A: "I looked at my life and how I was doing my own business. I was standing above and saying 'I'm more valuable, I'm the director, pay me more, give me more spoils.' That to me was break from the morality that I believe in."

Q: What do you believe in?

A: "We're all in this together. Nothing in nature takes more than it needs, yet I was participating in a system which valued the fact that I took as much as I possibly could."

Q: You are one of the reasons stars like Jim Carrey, Eddie Murphy and Steve Carrell are able to command high salaries because of the successful films you worked on together. Have any of them reached out to you since you began this journey?

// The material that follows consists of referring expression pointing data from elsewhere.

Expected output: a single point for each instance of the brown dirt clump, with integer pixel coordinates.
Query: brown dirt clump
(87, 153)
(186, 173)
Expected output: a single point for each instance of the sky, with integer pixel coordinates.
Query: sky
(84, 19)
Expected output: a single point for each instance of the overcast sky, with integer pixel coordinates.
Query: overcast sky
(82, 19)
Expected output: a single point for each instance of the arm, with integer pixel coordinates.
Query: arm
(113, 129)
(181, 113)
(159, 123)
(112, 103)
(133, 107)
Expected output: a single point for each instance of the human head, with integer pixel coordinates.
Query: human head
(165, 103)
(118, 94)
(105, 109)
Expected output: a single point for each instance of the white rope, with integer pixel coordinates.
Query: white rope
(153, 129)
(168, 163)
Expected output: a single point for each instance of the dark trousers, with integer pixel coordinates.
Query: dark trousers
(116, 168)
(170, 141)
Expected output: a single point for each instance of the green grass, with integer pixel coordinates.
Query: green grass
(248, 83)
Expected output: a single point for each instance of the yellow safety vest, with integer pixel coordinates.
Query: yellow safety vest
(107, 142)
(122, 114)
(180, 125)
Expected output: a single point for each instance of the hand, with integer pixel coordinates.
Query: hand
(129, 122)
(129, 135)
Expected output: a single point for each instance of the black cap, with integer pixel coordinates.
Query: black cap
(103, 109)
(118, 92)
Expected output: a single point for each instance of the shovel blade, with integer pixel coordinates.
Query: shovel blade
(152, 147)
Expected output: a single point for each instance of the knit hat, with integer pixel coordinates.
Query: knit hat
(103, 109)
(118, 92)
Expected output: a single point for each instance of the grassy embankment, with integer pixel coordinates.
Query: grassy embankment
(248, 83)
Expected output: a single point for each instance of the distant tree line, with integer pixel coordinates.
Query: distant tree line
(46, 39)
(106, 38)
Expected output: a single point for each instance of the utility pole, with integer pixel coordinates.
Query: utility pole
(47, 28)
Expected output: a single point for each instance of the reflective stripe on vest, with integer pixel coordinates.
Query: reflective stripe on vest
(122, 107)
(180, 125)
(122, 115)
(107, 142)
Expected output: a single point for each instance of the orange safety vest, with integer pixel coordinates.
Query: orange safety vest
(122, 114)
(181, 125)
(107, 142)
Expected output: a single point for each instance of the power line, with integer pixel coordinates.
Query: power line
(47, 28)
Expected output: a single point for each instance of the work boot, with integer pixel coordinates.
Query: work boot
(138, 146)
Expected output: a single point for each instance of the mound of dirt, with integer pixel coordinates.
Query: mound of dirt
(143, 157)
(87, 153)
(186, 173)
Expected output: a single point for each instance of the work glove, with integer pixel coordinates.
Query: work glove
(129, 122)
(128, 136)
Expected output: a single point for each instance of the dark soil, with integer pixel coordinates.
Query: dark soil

A: "A lot of people didn't know that I had the accident. I was very isolated. Some people may have called, but I didn't call back. I couldn't even do a phone call. It was quite painful to even do that. So I don't blame them. They simply didn't know. And the film is only coming out now."

Q: If the bike accident led to this documentary, what led to the shift in your outlook and attitude?

A: "Morgan Freeman opened me up to all these ideas. After 'Bruce Almighty,' he shattered my paradigm by turning me on to certain authors. I came back to him and said, 'I'm seeing things differently now. What do I do?' He said, 'I have no idea, son.' I was like, 'Are you kidding me? You're going to shatter my paradigm and not give me a program?'"

Q: This coming from the man who played God in your movies.